Beverly was remotely settled around the middle of the 19th century. The community is bordered by 87th Street to the north, Hale Avenue and Vincennes Road to the east, Francisco Avenue and Western Avenue to the west, and 107th Street to the south. Business development in the area began shortly after the 1889 completion of the Rock Island Railroad suburban line. Beverly has been given the historic distinction of being an exclusive streetcar suburb. The areas development was strongly based off using streetcars as the primary form of transportation.
Beverly is located at the highest elevation in Chicago. The hilly terrain is due to its location in the Blue Island Ridge. Beverly, along with neighboring community Morgan Park to the south, were known together as North Blue Island denoting the relationship to Blue Island which is a few miles south.
With a strong English/Protestant background the area is now largely Irish American/Catholic. Beverly, along with Morgan Park, is home to the South Side Irish parade held every year on the Sunday prior to St. Patrick’s Day. Originally started in 1979, the parade is meant to stay true to the original idea of the community being able to watch and wave from their porches. The route travels down Western Avenue from 103rd Street to 115th Street. The celebration is considered to be one of the biggest community celebrations outside of Dublin. The neighborhood is home to more Irish style pubs than anywhere else in Chicago. The population breakdown currently is 58.82% White, 34.13% African American, 4.57% Hispanic, 0.56% Asian, and 1.92% Other. The total population is around 20,000 residents. The community is culturally and racially diverse.

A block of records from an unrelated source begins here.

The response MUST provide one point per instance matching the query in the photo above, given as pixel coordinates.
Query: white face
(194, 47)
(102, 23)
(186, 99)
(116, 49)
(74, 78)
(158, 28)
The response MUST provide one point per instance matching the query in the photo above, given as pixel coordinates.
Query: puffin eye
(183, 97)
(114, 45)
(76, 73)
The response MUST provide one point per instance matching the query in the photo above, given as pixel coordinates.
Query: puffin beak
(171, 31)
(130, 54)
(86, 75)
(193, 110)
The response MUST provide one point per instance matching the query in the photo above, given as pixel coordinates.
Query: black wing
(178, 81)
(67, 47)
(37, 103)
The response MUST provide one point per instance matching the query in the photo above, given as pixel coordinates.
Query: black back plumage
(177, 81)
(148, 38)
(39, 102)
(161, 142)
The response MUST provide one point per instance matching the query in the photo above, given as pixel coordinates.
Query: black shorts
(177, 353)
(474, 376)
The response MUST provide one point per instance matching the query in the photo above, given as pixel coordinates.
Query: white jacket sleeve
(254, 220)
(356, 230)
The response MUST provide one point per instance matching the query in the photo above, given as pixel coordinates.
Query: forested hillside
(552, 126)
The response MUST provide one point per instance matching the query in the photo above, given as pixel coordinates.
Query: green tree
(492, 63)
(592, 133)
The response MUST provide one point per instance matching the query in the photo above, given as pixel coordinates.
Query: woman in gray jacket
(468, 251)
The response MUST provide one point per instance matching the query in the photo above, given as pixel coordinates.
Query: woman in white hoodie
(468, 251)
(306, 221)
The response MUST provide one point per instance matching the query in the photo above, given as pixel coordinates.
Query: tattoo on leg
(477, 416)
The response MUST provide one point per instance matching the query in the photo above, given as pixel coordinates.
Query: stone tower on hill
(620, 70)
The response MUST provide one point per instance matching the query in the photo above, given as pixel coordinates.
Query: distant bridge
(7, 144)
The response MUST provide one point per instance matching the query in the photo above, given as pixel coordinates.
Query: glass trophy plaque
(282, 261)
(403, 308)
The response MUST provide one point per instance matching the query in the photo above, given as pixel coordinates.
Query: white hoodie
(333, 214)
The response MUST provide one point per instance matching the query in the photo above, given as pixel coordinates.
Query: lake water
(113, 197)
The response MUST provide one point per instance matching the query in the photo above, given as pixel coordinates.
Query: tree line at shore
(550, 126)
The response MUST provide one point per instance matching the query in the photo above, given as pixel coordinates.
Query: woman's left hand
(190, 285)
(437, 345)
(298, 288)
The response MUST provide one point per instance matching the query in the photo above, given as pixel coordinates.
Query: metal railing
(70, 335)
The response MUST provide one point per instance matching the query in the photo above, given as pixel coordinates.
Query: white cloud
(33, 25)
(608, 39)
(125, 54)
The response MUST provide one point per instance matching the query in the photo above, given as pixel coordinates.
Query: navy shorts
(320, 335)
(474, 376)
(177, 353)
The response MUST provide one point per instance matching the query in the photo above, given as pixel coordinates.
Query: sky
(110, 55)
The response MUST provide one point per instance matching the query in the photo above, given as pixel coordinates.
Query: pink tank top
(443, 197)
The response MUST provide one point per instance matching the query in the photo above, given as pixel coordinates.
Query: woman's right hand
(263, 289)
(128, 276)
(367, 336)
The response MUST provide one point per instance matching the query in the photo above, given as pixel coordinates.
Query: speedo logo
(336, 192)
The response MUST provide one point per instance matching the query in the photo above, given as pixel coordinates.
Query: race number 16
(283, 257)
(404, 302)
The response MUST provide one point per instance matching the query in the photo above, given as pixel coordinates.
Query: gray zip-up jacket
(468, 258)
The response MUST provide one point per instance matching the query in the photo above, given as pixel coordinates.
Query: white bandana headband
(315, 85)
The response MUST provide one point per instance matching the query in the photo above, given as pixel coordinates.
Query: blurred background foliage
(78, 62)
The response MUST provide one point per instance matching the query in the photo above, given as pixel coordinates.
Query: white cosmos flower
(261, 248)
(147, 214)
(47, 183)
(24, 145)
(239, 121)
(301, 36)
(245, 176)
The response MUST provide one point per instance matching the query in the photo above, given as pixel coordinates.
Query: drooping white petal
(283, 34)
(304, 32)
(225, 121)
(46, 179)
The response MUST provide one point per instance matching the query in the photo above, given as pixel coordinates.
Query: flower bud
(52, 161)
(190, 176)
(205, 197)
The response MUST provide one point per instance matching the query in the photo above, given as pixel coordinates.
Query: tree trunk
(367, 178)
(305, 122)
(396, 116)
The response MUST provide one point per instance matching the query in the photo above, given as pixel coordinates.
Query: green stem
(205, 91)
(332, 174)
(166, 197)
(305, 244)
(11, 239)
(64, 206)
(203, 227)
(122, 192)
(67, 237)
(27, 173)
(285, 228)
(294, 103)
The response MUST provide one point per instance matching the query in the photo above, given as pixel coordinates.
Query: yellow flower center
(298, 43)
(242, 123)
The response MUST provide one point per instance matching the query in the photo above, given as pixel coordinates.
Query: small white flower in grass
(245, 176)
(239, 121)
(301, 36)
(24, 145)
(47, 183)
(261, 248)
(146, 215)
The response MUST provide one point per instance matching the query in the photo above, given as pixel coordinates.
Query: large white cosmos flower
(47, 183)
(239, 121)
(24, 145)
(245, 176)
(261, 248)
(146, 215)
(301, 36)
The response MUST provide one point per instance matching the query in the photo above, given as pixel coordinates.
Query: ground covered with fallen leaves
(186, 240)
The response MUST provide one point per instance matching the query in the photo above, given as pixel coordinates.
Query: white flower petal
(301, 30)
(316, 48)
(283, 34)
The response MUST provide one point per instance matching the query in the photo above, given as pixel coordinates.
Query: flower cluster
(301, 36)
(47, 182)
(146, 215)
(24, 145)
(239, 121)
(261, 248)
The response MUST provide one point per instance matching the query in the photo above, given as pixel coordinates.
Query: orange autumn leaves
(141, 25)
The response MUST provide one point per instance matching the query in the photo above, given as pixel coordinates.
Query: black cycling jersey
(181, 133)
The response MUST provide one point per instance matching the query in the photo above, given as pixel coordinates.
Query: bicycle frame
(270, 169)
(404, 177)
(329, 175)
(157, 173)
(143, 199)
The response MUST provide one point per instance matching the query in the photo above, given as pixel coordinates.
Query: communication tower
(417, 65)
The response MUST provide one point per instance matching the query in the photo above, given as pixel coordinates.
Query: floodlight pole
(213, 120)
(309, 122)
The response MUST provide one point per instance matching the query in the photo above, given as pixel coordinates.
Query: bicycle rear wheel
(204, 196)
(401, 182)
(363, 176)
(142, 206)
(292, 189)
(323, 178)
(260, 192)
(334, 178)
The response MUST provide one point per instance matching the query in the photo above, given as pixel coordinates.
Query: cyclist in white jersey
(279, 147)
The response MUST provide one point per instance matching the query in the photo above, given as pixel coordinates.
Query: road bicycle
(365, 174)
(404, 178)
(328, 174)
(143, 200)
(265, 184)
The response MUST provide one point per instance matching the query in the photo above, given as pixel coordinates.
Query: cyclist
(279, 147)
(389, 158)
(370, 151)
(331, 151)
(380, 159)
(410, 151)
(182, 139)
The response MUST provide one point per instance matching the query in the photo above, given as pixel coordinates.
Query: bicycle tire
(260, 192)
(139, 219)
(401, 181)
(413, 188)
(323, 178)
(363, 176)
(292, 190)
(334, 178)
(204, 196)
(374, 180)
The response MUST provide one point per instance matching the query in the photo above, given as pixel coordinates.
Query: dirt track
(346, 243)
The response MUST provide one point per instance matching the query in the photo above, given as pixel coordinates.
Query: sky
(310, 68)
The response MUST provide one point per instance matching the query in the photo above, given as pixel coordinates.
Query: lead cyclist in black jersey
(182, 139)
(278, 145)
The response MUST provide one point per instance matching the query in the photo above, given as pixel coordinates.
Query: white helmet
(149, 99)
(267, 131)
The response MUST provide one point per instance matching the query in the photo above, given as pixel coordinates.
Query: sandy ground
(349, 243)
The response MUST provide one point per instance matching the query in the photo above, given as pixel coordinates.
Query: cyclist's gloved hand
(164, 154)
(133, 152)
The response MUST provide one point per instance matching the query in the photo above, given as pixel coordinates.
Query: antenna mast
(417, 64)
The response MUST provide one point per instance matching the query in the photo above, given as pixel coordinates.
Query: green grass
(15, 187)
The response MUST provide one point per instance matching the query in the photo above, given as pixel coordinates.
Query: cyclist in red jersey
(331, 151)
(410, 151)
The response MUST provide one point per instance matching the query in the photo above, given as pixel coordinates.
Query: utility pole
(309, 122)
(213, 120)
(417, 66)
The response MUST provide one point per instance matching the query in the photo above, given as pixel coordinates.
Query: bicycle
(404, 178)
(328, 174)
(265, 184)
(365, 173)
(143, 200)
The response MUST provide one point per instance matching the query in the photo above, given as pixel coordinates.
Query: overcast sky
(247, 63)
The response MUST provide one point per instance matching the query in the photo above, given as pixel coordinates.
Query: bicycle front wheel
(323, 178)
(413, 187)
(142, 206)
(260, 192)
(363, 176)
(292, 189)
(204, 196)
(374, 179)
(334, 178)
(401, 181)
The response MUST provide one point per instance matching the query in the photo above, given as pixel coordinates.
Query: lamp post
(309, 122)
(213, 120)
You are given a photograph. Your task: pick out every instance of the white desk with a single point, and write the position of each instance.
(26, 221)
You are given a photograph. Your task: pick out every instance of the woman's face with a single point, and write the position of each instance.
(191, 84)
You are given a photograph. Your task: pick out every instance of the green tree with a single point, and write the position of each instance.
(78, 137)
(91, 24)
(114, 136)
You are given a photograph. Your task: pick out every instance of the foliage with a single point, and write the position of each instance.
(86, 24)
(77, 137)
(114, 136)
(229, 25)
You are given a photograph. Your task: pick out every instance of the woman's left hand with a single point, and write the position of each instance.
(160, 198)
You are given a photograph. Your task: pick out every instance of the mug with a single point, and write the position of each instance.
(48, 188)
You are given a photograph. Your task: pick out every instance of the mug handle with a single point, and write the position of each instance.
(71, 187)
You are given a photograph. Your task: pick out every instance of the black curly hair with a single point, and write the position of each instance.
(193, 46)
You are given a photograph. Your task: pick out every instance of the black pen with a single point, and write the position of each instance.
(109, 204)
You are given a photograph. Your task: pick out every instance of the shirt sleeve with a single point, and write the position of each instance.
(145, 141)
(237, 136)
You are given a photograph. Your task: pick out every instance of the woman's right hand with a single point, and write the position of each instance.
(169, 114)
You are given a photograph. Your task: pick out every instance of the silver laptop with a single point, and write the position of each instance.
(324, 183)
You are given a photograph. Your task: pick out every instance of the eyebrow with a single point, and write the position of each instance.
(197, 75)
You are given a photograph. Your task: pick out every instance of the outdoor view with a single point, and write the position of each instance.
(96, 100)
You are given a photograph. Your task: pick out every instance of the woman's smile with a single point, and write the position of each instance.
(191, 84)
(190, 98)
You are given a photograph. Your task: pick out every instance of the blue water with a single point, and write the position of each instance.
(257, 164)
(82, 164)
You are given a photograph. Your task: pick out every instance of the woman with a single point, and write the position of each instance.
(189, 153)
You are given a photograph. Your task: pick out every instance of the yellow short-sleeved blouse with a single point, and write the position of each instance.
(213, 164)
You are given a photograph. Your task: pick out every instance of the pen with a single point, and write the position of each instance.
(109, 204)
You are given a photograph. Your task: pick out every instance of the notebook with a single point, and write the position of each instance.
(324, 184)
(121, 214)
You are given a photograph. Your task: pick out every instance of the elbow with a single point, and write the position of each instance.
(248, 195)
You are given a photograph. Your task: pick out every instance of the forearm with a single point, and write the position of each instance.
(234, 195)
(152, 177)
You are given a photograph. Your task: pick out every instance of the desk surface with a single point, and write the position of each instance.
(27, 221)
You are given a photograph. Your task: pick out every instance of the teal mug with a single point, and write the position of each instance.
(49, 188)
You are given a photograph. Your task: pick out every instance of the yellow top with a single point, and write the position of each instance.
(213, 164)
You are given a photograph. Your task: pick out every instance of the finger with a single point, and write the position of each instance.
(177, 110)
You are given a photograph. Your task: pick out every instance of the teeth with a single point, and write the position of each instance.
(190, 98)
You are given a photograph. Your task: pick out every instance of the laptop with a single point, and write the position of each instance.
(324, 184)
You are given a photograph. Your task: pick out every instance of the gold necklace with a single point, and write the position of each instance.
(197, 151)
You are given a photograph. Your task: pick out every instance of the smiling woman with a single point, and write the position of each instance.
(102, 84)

The school system in Beverly lends mostly to parochial Catholic institutions. There are 4 all-boys schools: Brother Rice, Mt. Carmel, St. Rita, and St. Lawrence. There are two all-girls schools: Mother McAuley and Queen of Peace, along with Marist, a co-educational high school.
Beverly is one of the top five largest historic districts in any major city in America. The area has quick access to all major attractions in the city of Chicago (by public transport or by car) including shopping, airports, and financial markets. However, it still maintains its appeal as a quiet wooded community with a rich historic appeal.